Well, here’s a thing. The Thirteenth Oxford Medieval Graduate Conference, to be held in a month’s time at Merton College (31st March 2017 to 1st April 2017) on the theme of “Time : Aspects and Approaches”, has a Voynich-themed paper in its Manuscripts and Archives session on the second day (11:30am to 1:00pm).
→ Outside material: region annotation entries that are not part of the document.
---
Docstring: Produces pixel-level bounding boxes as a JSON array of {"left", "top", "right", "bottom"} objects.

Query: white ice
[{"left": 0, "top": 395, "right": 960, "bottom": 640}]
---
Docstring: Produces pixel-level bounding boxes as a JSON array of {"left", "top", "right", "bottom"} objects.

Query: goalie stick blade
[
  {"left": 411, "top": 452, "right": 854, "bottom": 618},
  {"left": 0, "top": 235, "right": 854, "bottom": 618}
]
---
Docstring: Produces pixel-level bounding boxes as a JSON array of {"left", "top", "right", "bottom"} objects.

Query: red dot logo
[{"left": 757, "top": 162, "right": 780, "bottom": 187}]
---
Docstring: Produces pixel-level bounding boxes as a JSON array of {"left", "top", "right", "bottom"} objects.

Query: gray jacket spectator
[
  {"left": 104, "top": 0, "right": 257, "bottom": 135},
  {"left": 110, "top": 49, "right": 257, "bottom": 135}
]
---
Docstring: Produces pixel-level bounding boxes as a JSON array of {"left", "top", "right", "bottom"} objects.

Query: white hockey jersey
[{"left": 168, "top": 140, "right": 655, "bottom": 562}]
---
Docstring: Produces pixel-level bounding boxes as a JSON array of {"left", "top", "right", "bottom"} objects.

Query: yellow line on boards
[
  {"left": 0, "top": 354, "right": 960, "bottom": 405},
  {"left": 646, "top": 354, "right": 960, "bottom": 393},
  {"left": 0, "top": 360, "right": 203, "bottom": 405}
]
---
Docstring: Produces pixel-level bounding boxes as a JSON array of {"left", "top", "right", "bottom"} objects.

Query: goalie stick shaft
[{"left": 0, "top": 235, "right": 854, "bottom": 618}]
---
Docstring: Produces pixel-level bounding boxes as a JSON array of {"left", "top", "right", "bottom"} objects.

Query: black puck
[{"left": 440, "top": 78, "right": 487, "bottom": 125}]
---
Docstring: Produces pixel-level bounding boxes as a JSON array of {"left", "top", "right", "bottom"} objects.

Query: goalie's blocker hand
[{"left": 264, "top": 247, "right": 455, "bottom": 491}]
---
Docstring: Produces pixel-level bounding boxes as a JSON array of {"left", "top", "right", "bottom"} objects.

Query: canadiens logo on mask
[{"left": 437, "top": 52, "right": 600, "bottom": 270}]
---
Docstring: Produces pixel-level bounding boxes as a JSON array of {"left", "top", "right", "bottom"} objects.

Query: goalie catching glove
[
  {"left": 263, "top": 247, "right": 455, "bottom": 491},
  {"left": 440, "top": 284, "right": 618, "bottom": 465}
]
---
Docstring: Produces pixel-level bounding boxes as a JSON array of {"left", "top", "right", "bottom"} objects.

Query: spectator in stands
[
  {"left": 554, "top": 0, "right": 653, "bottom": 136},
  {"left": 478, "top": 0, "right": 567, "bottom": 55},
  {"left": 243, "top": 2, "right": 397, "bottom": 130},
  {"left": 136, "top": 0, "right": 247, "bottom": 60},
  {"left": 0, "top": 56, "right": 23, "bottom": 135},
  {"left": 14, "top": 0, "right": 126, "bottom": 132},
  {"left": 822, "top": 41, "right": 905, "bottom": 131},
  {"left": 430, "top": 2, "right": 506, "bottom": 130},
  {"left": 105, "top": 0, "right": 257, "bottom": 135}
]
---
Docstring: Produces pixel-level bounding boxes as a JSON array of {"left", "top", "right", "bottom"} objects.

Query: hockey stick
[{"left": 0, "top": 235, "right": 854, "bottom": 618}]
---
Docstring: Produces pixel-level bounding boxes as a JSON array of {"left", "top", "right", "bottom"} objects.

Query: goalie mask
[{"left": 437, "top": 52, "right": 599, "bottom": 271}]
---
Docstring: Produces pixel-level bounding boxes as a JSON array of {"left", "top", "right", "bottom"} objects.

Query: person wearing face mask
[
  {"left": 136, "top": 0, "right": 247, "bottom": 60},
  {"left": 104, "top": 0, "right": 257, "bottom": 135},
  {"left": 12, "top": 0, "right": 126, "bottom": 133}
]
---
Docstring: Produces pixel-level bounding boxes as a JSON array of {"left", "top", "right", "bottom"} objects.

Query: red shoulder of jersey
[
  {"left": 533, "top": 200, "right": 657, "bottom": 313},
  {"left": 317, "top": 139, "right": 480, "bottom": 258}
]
This is “Asphalt and Bitumen, Sodom and Gomorrah: Placing Yale’s Voynich Manuscript on the Herbal Timeline“, presented by Alexandra Marraccini of the University of Chicago. The description runs like this:
Yale Beinecke MS 408, colloquially known as the Voynich manuscript, is largely untouched by modern manuscript scholars. Written in an unreadable cipher or language, and of Italianate origin, but also dated to Rudolphine court circles, the manuscript is often treated as a scholarly pariah. This paper attempts to give the Voynich manuscript context for serious iconographic debate using a case study of Salernian and Pseudo- Apuleian herbals and their stemmae. Treating images of the flattened cities of Sodom and Gommorah from Vatican Chig. F VII 158, BL Sloane 4016, and several other exempla from the Bodleian and beyond, this essays situates the Voynich iconography, both in otherwise unidentified foldouts and in the manuscript’s explicitly plant-based portion, within the tradition of Northern Italian herbals of the 14th-15th centuries, which also had strong alchemical and astrological ties. In anchoring the Voynich images to the dateable and traceable herbal manuscript timeline, this paper attempts to re-situate the manuscript as approachable in a truly scholarly context, and to re-characterise it, no longer as an ahistorical artefact, but as an object rooted in a pictorial tradition tied to a particular place and time.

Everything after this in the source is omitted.